The aim of the poet is either to benefit, or to amuse, or to make his words at once please and give lessons of life.

These are three different aims, and not just one ("delectare et docere"), as is often affirmed. It is clear, however, that Horace favours the third, a combination of pleasure and profit. In his epistle to Augustus (a more formal piece than the Art of poetry), he speaks of two aims: to teach, and to placate the anger of the gods. The poets were the first civilisers of mankind, those who taught men to tell good from bad, to establish laws and to worship the gods. Horace interprets in this way the myths of Orpheus and Amphion.
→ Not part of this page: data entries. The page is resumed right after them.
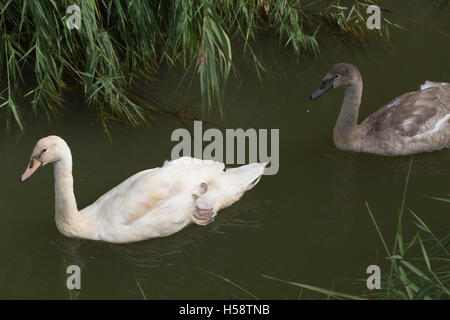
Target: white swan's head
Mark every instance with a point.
(341, 74)
(47, 150)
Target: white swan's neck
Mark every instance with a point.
(68, 219)
(347, 123)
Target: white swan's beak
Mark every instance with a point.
(32, 167)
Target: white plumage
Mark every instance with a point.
(152, 203)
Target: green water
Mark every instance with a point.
(308, 223)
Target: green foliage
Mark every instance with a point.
(120, 41)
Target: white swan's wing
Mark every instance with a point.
(140, 194)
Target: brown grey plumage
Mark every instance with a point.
(417, 121)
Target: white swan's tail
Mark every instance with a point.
(245, 177)
(431, 84)
(225, 190)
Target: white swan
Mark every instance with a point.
(417, 121)
(152, 203)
But there is another aim of poetry which is more pervasive in the Ars poetica. Writing good poems which instruct or delight is only the means to the real end, which is to achieve fame and immortality through one's works. This aspiration is more in tune with Horace's urban approach to poetry and criticism, and can be seen more clearly in some of his odes, for instance "Exegi monumentum aere perennius":

 
I have built a monument more lasting than bronze,
Taller than the massive ruins of the kingly Pyramids.
Rain will not damage my work, and the violent northern wind
Will not be able to destroy it, nor will the innumerable
Succession of years and the flight of time.
I shall not die for good: most of me
Will escape the death-goddess Libitine.
I will keep on growing, forever young with the praise of years to come,
As long as the Pontifex ascends the Capitol,
The silent virgin by his side.
It will be said that, after being born in the country where the violent Aufidus roars,
Where dry Daunus governed a race of rough men,
I elevated myself out of my humble condition and was the first
To fit aeolic songs into Italian airs.
Dress yourself, Melpomene, in pride equal to my merits,
And willingly wreathe my locks with Delphic laurel.